Detalles de los convenios con Cabo de Cruz y Vilanova
En el caso de Cabo de Cruz, el convenio contempla un presupuesto de 1.370.796 euros y beneficiará a 163 mariscadores a pie. Las actuaciones se desarrollarán en una superficie de 2.040.388 metros cuadrados que abarca los bancos de Barraña, Arrecife das Marxas, Retorta, Ladeira do Chazo y la playa de Mañóns. Entre las medidas previstas figuran la remoción mecánica y manual del sustrato, la organización de turnos de vigilancia, rareos y la siembra de 2,3 millones de unidades de almeja fina y babosa.
Por su parte, el convenio con Vilanova prevé una inversión de 483.598 euros y dará cobertura a 65 mariscadores a pie. Las intervenciones se llevarán a cabo en 1.086.872 metros cuadrados en Esteiro de Vilamaior, As Sinas, As Carballas-O Bote y Castelete-O Rego. El plan da prioridad al trabajo manual en las áreas con mayor densidad de marisco y reserva la intervención mecánica para las zonas con más acumulación de lodo. Asimismo, contempla la siembra de 650.000 unidades de almeja babosa.

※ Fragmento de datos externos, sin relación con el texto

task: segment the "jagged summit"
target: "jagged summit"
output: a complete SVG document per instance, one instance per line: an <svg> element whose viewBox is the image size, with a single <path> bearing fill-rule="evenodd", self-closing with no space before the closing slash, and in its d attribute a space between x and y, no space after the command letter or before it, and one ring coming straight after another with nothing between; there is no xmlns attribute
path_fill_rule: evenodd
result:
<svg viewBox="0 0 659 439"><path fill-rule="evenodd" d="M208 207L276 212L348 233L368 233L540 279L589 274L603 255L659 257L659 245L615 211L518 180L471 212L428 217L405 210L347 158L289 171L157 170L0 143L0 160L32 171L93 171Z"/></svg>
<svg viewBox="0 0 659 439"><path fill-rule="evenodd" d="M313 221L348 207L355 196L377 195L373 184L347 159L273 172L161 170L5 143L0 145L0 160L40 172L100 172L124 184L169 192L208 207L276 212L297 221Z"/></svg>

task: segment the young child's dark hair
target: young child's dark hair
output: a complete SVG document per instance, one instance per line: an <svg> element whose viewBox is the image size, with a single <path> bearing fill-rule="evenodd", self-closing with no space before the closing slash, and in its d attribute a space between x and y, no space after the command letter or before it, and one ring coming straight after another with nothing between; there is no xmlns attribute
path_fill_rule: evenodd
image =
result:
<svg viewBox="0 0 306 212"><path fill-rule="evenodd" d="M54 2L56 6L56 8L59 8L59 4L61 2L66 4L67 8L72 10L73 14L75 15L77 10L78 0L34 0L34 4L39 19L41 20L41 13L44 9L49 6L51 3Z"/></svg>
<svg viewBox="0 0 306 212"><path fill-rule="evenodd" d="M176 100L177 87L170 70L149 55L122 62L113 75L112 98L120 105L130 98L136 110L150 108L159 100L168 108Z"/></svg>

Primer polígono agroforestal privado en Alto de Castiñeira
En otro orden de asuntos, el Consello ha aprobado la declaración de utilidad pública del primer polígono agroforestal de iniciativa privada de Alto de Castiñeira, situado entre los municipios ourensanos de Ribadavia y Cenlle, con el objetivo de movilizar y poner en uso tierra agraria.
Este polígono prevé la puesta en valor de 11,58 hectáreas. La actividad principal será el cultivo de especies leñosas —fundamentalmente viñedo, al encontrarse en el ámbito de la DO Ribeiro— y, como uso secundario, los pastos permanentes.
En la actualidad, en Galicia hay en marcha 29 polígonos agroforestales de iniciativa pública, en distintas fases de ejecución, de los cuales 15 se localizan en la provincia de Ourense. En conjunto, suponen la recuperación productiva de más de 5.000 hectáreas, según subraya la Xunta.